Interior designer Gera de Wet believes in finding the right balance by combining thought-provoking materials with good, functional design. She did just this when transforming Mont Blois wine estate’s new tasting room into a place for guests to sip and savour their award-winning offerings while taking in the breathtaking views.
Located in the picturesque Hoopsrivier area of the Robertson Wine Valley, Mont Blois is a sixth-generation owned wine estate. With a vision to transform the estate’s existing silos into a tasting room, the owners turned to Gera for help with the project.
Having studied graphic design in Stellenbosch and Renaissance Art and History in Italy, Gera moved on to the publishing industry. Here she worked for decor magazines such as VISI and ELLE Decoration, which paved the way for her to venture into interior design and decor styling.
Gera describes her style as a mix of unruffled details with contemporary surprises, topped off with elements of classic luxury. Design longevity is the main aim of the pieces she puts together. She also admits to having the innate ability to collect and curate life’s simplest objects and says she’s been able to do so since she was a child.
When Mont Blois entrusted her with their tasting room project, Gera just knew that the end result had to tell the story of the farm. And tell a story, it certainly does. The silos were built in 1947 by Italian prisoners of war and were used to store feed for animals.
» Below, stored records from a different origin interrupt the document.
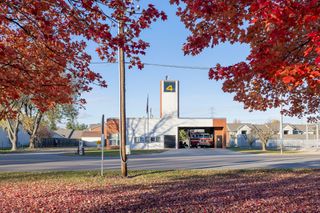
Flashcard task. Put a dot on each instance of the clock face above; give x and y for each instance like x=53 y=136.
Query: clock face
x=169 y=86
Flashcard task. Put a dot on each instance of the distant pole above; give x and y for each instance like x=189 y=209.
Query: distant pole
x=317 y=134
x=123 y=137
x=307 y=131
x=148 y=117
x=317 y=131
x=212 y=111
x=102 y=143
x=281 y=130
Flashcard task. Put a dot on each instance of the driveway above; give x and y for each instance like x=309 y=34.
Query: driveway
x=172 y=159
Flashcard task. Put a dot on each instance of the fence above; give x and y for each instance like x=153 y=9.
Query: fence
x=294 y=144
x=289 y=144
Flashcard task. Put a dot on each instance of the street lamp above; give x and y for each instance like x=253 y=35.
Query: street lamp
x=122 y=129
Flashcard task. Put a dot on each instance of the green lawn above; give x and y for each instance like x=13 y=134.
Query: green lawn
x=259 y=151
x=162 y=191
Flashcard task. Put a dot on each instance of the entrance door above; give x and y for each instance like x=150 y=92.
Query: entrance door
x=169 y=141
x=219 y=141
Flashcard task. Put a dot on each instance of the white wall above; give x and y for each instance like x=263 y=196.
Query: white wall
x=244 y=128
x=90 y=141
x=23 y=139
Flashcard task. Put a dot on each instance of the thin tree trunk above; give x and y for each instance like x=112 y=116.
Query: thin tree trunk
x=33 y=135
x=13 y=143
x=264 y=146
x=12 y=131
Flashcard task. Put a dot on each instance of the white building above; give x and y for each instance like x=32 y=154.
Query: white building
x=163 y=132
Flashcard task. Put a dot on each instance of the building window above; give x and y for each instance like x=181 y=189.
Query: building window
x=155 y=139
x=114 y=139
x=147 y=139
x=243 y=132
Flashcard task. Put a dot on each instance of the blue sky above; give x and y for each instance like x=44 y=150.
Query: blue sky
x=199 y=96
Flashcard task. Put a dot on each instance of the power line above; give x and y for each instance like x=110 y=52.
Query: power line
x=161 y=65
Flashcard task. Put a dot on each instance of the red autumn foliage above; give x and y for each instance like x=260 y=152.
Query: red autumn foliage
x=43 y=46
x=283 y=66
x=258 y=191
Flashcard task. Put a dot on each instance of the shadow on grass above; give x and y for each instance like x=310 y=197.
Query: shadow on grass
x=185 y=191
The brief from the owners, Ernst and Nina-Mari Bruwer, was to renovate the silos into a tasting room while respecting the heritage of the sight. With this in mind, Gera left the original walls unpainted and kept the original ceiling with its wooden beams intact. Two existing feeding cribs were converted into a bench and washing bay. The tasting room colour palette is symbolic of the grapes grown on the estate – Gera incorporated sage green to symbolise the white grapes, violet to represent the red varietals, and touches of polished brass to portray the colour of Muscadel.
Seating is one of the most important elements of a tasting room. On her quest to find the ideal chair, she looked for pieces that were as functional as they were beautiful. Gera envisioned seating that was padded, sturdy and had armrests so that guests could linger over their tastings in comfort. She found what she was looking for in Woodbender’s Kariba and Riga. Upholstered in a brilliant violet fabric, the chairs add a pop of colour to the space and complement the muted tones of a large painted mural and raw walls.
When asked if she would purchase form Woodbender again, Gera had this to say “After project Mont Blois, I already purchased items from Woodbender for a next project”.